A Watson Wyatt news release said the survey of nearly 1,000 health insured workers found that 29% have heard of HSAs. Six of 10 (61%) have not and one in 10 aren’t sure either way. Of those with some HSA knowledge, a third (33%) completely or mostly understand how they work while another 34% somewhat understand these plans, while the remaining survey participants have no understanding or aren’t sure.
“It’s not surprising that many individuals haven’t yet heard of HSAs,” said Ted Chien, Watson Wyatt global director of group and health care consulting, in the news release “But the plans are likely to gain momentum this year, especially since they offer both employers and employees some hope to slow rising health care costs.”

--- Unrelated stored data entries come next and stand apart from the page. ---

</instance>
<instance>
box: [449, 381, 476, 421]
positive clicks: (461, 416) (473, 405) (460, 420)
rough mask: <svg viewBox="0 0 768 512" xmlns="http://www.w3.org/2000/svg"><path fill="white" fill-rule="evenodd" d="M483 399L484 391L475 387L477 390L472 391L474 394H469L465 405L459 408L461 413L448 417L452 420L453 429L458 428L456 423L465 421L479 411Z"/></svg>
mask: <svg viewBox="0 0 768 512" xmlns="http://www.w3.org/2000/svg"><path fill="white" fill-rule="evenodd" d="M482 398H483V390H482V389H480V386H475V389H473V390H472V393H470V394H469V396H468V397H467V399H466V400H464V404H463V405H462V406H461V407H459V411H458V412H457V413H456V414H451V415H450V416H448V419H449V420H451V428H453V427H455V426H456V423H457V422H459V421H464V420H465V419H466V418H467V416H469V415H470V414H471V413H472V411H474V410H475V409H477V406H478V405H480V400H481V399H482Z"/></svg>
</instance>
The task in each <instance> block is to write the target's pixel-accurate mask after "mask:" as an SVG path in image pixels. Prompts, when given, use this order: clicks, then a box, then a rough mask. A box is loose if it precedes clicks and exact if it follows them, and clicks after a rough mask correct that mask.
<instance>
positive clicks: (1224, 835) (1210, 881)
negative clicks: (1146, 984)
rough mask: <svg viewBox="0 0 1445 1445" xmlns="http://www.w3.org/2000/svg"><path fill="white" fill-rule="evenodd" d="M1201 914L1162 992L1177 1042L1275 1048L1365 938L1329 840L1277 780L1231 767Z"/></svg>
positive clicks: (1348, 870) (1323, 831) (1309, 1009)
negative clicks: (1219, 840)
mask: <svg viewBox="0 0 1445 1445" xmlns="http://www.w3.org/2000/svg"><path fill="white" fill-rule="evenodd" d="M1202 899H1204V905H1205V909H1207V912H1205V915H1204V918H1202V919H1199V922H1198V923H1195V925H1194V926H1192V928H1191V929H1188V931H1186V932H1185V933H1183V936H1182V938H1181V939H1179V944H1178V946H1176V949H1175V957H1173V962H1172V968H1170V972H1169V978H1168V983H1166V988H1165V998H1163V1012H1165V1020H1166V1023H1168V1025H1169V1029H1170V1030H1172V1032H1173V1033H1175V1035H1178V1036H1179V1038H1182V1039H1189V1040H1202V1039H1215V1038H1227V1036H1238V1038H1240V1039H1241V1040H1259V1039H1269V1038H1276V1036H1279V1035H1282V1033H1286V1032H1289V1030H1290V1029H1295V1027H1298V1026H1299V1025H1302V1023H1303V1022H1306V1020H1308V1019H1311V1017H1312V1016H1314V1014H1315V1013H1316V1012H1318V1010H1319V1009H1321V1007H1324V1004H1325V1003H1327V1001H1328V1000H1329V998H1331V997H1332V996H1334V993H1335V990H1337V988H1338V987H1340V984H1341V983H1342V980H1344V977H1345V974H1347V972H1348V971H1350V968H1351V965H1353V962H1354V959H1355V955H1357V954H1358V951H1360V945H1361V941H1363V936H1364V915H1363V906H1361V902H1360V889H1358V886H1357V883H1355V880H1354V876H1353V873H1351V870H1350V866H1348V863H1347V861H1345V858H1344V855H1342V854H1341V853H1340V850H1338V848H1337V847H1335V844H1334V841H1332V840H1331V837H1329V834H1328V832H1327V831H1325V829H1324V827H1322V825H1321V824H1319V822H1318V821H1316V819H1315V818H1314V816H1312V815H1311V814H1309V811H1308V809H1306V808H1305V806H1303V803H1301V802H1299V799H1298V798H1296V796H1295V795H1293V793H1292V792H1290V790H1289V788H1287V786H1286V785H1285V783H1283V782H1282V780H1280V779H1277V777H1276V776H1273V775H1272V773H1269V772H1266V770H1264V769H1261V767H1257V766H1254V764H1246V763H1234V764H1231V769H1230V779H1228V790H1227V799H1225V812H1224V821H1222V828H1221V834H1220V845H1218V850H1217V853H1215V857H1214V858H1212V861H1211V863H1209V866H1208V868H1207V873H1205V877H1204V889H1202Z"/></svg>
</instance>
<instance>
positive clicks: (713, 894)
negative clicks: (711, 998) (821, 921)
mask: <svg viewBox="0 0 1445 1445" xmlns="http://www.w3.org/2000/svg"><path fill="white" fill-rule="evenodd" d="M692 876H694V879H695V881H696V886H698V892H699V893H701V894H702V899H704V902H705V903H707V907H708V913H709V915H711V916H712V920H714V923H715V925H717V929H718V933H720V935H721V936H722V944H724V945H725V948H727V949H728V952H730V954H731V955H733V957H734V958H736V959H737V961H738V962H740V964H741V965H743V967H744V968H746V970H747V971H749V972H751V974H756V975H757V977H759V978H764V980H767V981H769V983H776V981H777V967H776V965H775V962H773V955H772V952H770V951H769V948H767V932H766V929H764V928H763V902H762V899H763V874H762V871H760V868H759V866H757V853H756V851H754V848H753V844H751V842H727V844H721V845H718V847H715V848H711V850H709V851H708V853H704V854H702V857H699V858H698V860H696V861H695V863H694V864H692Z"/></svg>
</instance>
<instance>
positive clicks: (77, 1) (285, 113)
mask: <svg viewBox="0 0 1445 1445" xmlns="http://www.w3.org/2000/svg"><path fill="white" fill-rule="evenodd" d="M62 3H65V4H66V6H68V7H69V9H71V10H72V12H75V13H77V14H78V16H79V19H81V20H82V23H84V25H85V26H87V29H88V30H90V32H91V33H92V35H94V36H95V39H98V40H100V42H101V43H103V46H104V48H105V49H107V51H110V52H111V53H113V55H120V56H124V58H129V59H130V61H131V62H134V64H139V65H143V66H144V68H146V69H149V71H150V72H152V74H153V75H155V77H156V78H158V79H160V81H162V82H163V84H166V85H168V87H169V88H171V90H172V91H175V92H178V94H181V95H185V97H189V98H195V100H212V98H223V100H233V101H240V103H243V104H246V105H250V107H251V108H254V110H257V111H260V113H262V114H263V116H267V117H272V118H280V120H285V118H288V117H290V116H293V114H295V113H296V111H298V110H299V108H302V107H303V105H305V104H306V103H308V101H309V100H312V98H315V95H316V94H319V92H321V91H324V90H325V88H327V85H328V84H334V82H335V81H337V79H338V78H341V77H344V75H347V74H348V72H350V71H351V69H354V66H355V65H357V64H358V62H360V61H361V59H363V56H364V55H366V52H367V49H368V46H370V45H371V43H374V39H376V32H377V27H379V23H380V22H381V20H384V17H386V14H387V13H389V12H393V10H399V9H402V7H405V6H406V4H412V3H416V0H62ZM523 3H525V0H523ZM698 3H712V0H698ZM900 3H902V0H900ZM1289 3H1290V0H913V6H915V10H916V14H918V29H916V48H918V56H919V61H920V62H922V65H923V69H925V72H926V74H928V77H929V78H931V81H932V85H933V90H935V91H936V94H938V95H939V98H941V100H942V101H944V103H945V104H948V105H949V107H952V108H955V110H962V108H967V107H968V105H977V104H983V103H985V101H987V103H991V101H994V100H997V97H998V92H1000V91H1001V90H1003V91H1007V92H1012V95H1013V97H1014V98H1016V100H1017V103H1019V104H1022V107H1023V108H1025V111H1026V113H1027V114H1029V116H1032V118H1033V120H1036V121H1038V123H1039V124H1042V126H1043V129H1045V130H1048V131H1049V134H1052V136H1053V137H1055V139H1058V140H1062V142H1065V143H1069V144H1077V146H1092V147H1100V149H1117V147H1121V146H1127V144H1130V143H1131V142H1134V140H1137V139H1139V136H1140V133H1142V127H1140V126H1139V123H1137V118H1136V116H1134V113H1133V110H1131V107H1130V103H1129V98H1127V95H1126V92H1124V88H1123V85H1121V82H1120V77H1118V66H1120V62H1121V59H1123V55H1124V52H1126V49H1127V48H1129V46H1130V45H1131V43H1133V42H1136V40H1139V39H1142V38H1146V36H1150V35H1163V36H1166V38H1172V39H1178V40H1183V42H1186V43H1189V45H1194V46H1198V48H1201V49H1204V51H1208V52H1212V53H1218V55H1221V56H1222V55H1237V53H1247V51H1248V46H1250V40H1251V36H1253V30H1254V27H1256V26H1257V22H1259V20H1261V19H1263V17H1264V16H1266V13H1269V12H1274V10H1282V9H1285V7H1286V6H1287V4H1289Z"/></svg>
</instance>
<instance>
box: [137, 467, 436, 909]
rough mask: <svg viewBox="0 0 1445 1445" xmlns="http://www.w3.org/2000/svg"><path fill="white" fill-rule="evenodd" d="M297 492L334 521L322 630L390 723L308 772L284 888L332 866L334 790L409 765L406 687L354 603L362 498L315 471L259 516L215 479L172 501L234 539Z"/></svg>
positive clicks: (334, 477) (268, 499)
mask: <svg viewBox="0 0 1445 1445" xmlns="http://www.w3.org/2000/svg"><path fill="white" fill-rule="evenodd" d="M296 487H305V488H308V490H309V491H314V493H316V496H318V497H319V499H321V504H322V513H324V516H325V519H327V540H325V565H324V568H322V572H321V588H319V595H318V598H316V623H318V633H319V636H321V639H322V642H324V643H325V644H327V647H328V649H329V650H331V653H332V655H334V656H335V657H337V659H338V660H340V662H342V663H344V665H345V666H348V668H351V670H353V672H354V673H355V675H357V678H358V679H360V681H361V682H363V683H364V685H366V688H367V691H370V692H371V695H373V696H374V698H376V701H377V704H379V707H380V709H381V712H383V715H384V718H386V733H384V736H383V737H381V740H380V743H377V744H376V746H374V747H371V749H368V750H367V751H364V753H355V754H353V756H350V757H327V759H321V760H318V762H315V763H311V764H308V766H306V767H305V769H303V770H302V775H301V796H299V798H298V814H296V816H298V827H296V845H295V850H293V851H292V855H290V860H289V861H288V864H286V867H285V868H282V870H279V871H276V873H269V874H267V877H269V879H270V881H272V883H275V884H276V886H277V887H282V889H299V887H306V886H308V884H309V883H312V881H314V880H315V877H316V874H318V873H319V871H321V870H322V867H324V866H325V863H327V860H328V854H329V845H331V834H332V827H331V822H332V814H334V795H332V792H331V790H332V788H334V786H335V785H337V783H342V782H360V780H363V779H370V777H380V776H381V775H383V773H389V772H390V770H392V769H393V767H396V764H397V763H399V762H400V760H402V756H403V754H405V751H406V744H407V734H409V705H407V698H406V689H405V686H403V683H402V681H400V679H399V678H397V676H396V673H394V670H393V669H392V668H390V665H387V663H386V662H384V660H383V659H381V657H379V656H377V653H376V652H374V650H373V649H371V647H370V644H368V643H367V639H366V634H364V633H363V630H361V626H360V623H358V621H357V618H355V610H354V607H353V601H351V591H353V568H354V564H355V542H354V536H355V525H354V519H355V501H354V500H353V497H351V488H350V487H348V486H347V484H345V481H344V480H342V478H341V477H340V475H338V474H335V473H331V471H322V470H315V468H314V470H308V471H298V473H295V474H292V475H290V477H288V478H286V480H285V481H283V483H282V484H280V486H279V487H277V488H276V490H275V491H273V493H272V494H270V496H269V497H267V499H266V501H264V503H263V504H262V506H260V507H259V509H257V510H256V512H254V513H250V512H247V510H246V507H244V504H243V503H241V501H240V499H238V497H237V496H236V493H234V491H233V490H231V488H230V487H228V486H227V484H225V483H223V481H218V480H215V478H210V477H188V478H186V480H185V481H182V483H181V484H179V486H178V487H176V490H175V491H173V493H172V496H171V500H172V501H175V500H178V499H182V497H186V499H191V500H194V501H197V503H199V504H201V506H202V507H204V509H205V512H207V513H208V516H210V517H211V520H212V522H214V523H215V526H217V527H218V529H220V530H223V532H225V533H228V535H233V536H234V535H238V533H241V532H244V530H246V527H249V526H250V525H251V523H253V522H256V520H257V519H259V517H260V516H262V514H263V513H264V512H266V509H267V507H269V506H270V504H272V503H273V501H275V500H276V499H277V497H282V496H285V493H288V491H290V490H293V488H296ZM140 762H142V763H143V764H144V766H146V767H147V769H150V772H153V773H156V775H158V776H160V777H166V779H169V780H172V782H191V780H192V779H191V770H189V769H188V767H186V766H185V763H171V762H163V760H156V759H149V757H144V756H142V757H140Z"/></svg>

Participant understanding varies greatly by income. Those with higher incomes are more likely to know about HSAs. A scant 14% of respondents who earn less than $35,000 have ever heard of HSAs, compared with 41% who earn more than $75,000.
After receiving an explanation of how HSAs work, individuals responded favorably to certain HSA features. Sixty percent of participants think having control of HSA funds, even after they leave their current employer would be an extremely important benefit while more than half (55%) lower premiums are also an important benefit.
But what did get workers’ blood pressure up were some of the HSA features especially relating to out-of-pocket costs. Two-thirds (66%) find having to pay the full price of prescription drugs before meeting the high deductible extremely not to their liking and 57% expressed similar opinions about paying higher deductibles in general. When asked to identify the most influential factor to consider when deciding to enroll in an HSA, more respondents (36%) cited “maximum out-of-pocket costs” than anything else.
Many individuals favor paying higher deductibles in exchange for lower health care premiums, but within certain limits. Just over half (52%) would be interested in a plan that has somewhat low premiums and a somewhat high deductible and only 9% would like a plan with very low premiums and a very high deductible.